Esophageal motility in children with Hirschsprung's disease
A. Staiano, E. Corazziari, M. R. Andreotti and R. E. Clouse
Department of Pediatrics, II School of Medicine, University of Naples, Italy.
Esophageal motility was studied in 12 children with Hirschsprung's disease
to see if extracolonic motor dysfunction was present in this disorder.

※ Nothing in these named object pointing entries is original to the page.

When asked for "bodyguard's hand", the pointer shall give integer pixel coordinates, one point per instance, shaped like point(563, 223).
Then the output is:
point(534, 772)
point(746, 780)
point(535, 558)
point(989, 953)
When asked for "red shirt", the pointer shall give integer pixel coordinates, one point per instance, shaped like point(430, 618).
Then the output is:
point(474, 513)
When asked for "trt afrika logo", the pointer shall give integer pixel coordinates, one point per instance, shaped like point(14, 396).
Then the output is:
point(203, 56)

Manometric tracings were compared with those from eight children with
idiopathic megacolon and from 10 children without esophageal disease or
constipation. Amplitude of esophageal contraction waves was significantly
higher in children with Hirschsprung's disease than in the other two
groups. Swallows that were followed by simultaneous contractions or
double-peaked waves were also more common in the group with Hirschsprung's
disease (subjects with Hirschsprung's disease, subjects with megacolon, and
controls; 57%, 10%, and 8%, respectively). Lower esophageal sphincter
characteristics did not differ among the three groups. The increase in
simultaneous contractions and double-peaked waves persisted in those
children who were reexamined following surgery for Hirschsprung's disease,
whereas wave amplitudes fell to a level similar to that observed in the
other groups. These data suggest that gastrointestinal motor dysfunction in
persons with Hirschsprung's disease is not restricted to the colon, and
that some of the observed abnormalities in esophageal motility do not
reflect nonspecific responses to megacolon or colonic obstruction.